Wednesday, February 16, 2011

Sex and sensuality

So, today, a crowd of us were in Zac's sorting through bags of donated clothes. Most of the clothes are unsuitable because of size, style or tattiness for the people who pass through Zac's - even rough sleepers are fussy about what they wear - so bags and bags needed to be sorted into keep or recycle (there's a company that pays for clothes by weight).

Then over lunch the conversation got round to my problem in writing sex scenes. Ric reminded me - and everyone else - about my Bathsheba.

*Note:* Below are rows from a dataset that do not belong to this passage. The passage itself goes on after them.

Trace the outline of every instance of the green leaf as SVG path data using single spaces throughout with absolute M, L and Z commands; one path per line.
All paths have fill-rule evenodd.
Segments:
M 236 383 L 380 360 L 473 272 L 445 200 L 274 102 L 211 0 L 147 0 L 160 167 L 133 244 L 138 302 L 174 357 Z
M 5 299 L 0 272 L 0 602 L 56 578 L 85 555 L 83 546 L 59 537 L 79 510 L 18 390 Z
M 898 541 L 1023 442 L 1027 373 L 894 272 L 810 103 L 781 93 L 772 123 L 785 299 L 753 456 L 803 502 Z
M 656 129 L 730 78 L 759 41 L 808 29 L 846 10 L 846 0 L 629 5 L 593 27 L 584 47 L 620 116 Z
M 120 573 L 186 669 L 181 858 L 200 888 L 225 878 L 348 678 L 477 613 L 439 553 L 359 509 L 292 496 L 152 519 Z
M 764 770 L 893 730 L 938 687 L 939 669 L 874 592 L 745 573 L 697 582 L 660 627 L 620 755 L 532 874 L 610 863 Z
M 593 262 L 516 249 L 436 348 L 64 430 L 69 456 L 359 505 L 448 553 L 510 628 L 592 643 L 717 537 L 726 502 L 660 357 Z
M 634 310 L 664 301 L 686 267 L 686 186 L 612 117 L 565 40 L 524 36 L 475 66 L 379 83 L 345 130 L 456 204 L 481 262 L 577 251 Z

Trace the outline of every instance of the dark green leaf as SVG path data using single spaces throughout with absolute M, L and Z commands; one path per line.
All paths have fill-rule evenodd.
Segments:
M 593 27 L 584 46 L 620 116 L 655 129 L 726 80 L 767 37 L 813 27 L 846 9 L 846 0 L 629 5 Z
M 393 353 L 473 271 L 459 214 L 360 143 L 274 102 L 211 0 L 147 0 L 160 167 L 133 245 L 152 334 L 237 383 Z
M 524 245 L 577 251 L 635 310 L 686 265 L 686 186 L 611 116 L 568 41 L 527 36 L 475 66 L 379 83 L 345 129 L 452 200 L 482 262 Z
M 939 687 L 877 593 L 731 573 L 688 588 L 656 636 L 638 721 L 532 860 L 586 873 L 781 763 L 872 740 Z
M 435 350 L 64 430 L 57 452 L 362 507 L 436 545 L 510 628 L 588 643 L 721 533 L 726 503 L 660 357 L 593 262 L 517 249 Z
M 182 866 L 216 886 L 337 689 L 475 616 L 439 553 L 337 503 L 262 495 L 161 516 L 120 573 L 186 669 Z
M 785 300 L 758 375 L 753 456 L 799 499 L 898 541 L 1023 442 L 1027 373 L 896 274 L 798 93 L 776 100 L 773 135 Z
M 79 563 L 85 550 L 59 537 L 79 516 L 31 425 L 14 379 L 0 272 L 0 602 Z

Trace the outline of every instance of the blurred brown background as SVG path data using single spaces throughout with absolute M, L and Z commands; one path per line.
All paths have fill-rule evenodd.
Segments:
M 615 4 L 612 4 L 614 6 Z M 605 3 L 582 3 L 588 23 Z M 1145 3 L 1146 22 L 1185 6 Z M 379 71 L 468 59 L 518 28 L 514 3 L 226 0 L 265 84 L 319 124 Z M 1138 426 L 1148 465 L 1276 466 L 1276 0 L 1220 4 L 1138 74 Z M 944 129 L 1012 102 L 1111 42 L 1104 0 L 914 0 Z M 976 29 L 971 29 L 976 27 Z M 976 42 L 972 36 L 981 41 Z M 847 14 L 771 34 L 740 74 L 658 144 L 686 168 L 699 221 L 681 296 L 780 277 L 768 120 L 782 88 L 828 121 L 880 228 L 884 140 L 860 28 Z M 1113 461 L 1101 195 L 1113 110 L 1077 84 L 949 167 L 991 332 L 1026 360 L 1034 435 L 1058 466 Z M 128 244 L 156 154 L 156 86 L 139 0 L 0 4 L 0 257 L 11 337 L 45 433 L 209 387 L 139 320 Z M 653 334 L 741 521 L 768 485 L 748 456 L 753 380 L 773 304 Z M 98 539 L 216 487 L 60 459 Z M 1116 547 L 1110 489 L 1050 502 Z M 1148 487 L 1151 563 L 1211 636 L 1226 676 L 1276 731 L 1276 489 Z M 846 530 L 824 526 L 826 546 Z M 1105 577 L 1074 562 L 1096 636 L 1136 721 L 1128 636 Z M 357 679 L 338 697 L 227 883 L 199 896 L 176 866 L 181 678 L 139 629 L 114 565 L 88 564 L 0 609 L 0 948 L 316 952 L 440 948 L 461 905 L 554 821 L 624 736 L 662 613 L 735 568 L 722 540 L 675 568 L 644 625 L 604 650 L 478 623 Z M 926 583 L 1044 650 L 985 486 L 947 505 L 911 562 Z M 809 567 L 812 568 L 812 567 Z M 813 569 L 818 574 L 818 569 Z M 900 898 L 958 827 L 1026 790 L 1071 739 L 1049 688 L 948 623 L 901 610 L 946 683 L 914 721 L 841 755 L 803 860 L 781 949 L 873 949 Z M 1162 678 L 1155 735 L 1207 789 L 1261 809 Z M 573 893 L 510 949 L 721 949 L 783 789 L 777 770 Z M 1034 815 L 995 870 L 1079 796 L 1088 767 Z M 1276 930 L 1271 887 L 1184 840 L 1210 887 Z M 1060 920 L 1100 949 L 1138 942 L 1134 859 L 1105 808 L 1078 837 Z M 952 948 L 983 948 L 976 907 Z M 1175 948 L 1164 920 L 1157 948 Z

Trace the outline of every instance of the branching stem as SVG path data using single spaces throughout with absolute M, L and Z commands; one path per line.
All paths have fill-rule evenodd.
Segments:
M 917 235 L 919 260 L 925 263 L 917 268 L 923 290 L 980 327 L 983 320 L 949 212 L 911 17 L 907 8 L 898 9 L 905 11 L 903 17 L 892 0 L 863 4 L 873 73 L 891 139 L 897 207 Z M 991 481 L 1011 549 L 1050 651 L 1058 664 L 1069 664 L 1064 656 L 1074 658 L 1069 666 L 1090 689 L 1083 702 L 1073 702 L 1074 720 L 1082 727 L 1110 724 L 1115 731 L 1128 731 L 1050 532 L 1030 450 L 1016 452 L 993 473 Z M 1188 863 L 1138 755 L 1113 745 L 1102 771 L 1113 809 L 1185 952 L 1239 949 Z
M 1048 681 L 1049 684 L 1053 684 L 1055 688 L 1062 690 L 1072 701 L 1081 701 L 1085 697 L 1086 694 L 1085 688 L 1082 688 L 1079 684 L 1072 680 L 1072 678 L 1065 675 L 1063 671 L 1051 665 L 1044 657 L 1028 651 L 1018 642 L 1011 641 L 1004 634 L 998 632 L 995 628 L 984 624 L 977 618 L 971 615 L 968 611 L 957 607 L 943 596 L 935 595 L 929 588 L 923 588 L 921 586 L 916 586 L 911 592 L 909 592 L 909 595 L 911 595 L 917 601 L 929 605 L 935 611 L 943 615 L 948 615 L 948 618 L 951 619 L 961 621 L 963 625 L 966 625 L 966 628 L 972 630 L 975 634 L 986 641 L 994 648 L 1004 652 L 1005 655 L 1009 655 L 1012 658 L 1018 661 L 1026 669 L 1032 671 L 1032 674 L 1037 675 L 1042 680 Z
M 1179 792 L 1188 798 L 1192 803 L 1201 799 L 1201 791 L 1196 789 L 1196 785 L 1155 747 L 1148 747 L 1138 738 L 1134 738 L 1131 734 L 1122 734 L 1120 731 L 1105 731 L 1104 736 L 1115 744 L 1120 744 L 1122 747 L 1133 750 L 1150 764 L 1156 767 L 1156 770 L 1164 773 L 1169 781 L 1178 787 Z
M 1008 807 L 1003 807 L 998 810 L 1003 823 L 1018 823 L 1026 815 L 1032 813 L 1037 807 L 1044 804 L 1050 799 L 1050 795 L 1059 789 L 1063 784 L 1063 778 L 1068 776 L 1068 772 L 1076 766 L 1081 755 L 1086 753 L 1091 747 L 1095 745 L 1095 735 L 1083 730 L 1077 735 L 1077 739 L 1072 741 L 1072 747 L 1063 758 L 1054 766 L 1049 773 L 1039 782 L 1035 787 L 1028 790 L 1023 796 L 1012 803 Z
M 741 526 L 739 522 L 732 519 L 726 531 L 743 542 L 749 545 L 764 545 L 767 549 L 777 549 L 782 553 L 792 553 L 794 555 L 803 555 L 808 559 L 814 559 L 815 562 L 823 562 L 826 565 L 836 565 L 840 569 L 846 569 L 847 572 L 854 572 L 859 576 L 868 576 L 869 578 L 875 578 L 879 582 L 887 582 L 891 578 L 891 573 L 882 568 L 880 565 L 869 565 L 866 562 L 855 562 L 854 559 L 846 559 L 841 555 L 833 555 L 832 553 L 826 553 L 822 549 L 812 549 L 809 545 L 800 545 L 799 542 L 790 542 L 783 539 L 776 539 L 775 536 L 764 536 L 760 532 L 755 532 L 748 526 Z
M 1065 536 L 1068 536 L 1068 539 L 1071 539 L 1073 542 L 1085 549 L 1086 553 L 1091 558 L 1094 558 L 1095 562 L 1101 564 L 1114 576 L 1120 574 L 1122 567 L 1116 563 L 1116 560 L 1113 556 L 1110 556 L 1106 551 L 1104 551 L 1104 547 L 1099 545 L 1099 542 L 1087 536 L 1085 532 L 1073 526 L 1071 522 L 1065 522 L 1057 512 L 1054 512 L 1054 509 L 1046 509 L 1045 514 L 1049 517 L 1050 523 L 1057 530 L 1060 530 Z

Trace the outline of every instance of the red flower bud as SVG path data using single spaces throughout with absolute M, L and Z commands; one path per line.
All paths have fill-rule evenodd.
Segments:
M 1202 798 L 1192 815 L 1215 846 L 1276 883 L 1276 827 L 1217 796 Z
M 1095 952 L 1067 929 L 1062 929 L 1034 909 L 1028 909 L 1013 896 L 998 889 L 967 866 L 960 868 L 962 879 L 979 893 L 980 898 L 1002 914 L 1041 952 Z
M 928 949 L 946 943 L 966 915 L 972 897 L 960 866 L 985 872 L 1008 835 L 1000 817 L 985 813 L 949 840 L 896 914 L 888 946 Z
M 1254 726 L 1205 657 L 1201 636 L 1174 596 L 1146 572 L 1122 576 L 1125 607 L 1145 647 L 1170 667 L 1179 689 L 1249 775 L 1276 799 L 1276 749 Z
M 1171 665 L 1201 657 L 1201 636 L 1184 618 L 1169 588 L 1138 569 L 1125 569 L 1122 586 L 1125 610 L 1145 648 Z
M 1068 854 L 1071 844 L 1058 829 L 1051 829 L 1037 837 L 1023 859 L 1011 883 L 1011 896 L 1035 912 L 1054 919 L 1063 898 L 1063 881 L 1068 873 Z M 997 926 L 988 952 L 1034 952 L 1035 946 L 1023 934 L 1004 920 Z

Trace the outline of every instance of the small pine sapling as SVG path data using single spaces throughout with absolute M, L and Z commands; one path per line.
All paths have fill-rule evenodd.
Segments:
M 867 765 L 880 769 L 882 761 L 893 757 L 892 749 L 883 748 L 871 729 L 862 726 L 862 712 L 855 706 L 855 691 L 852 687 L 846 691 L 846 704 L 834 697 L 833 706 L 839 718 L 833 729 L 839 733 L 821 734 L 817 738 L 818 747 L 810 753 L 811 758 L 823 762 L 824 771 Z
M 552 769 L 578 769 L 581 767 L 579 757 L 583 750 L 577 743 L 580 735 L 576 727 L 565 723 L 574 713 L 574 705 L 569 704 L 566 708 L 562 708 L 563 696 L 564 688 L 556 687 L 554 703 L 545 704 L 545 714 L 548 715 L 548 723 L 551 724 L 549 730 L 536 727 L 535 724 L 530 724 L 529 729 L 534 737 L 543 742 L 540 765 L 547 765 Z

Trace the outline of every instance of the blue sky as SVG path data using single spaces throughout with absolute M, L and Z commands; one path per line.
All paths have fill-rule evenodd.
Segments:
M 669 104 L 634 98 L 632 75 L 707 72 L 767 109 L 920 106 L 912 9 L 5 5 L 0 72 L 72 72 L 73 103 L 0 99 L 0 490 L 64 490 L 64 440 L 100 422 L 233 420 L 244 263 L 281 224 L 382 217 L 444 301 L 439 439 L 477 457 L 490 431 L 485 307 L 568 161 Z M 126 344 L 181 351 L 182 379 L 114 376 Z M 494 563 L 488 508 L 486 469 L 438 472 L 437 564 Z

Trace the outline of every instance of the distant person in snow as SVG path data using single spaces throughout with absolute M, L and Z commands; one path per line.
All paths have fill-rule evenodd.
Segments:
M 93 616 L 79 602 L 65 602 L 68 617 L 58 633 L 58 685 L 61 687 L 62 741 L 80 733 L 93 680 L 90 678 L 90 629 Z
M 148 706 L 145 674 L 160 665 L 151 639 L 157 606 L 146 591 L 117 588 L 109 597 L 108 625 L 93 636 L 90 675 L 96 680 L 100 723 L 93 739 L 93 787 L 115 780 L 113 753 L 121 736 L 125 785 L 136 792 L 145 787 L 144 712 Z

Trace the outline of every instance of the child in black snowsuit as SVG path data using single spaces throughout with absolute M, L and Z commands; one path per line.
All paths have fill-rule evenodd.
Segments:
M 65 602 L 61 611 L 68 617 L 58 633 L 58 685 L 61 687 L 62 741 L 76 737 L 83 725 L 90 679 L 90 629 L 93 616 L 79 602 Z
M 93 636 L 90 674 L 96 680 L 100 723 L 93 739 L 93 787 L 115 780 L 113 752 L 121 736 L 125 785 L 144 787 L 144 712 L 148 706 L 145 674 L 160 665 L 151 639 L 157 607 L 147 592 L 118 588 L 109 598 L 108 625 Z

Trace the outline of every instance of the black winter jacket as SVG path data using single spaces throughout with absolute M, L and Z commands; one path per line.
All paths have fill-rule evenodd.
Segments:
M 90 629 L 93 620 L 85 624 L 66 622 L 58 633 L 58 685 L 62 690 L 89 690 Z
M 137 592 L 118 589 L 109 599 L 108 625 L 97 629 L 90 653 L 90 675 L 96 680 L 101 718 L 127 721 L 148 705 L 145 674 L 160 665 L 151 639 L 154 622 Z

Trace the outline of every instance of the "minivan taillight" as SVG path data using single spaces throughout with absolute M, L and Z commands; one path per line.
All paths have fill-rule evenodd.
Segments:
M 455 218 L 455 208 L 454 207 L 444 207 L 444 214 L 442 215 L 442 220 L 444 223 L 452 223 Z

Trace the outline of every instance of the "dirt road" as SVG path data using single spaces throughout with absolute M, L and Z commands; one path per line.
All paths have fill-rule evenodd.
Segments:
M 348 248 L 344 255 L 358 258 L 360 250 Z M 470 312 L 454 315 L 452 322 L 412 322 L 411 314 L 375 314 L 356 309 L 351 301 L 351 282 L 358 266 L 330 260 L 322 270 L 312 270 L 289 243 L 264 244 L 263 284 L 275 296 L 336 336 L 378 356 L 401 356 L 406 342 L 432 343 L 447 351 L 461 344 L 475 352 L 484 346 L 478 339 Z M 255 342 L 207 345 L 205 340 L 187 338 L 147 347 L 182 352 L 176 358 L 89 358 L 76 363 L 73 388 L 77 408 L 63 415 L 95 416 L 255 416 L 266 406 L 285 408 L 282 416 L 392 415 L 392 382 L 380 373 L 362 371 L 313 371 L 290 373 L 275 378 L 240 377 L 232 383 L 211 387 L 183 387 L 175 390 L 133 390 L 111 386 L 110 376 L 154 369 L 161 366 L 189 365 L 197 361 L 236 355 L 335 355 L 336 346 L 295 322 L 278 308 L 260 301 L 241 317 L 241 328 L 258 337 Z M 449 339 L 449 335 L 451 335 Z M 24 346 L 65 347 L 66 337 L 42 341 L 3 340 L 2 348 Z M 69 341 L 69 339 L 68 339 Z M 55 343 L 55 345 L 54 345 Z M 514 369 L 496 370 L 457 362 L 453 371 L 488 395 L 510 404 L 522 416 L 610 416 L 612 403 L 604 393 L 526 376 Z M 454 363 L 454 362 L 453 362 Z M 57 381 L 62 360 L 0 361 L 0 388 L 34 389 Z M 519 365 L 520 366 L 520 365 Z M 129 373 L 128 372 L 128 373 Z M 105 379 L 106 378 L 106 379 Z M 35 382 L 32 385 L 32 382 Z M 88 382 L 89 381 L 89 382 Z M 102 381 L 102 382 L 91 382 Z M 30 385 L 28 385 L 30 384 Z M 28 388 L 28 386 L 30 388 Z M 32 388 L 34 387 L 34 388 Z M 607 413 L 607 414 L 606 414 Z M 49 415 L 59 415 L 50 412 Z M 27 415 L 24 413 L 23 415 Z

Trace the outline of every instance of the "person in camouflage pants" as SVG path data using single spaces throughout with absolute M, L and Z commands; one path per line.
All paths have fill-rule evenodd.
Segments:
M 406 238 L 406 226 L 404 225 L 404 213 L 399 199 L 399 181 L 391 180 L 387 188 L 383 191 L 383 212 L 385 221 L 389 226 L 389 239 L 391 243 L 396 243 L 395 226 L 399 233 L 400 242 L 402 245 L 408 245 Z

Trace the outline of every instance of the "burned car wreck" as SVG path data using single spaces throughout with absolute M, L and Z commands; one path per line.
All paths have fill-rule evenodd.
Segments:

In my life I have made plenty of mistakes; near the top of the list must be reading my Bathsheba, harlot or innocent, monologues to the gathering at Zac's. For weeks afterwards every time Martin saw me he sniggered. But, as I was thinking after lunch and after the opportunity to rebuff the rude remarks had passed, that was sensuality rather than sex. There is a difference.

Anyway, that wasn't what I was going to say. When Ric had mentioned Bathsheba I chipped in, 'She was David's bit of stuff.'
Ric looked at me disapprovingly, 'I wasn't going to be patronising and say that.'

Again, after the opportunity had passed, I thought what I should have said was, 'I just wanted to make it clear which Bathsheba from the bible we were talking about.'

It wasn't until I was lying in the bath this evening pondering these imponderables that it struck me: the other Bathsheba I was thinking about wasn't in the bible. She was in a novel, the title of which escapes me, by Thomas Hardy. The one with a very young Terence Stamp as Sergeant Troy. It can't have been Tess of the D'Urbervilles (unless it was subtitled The Story of Bathsheba) and I'm sure it was nothing to with the charge of the light brigade, which is where my mind took me next.

I shall have to google it. Tomorrow. My brain has had far too much exercise already.

P.S. Far From the Madding Crowd. It came to me in the middle of the night as these things are wont to do.

1 comment:

mrsnesbitt said...

Far from the Madding Crowd! Loved it - especially when Bathsheba and Gabriel Oak exchange lines in the final scene - a lovely picture of growing old together with the one you love.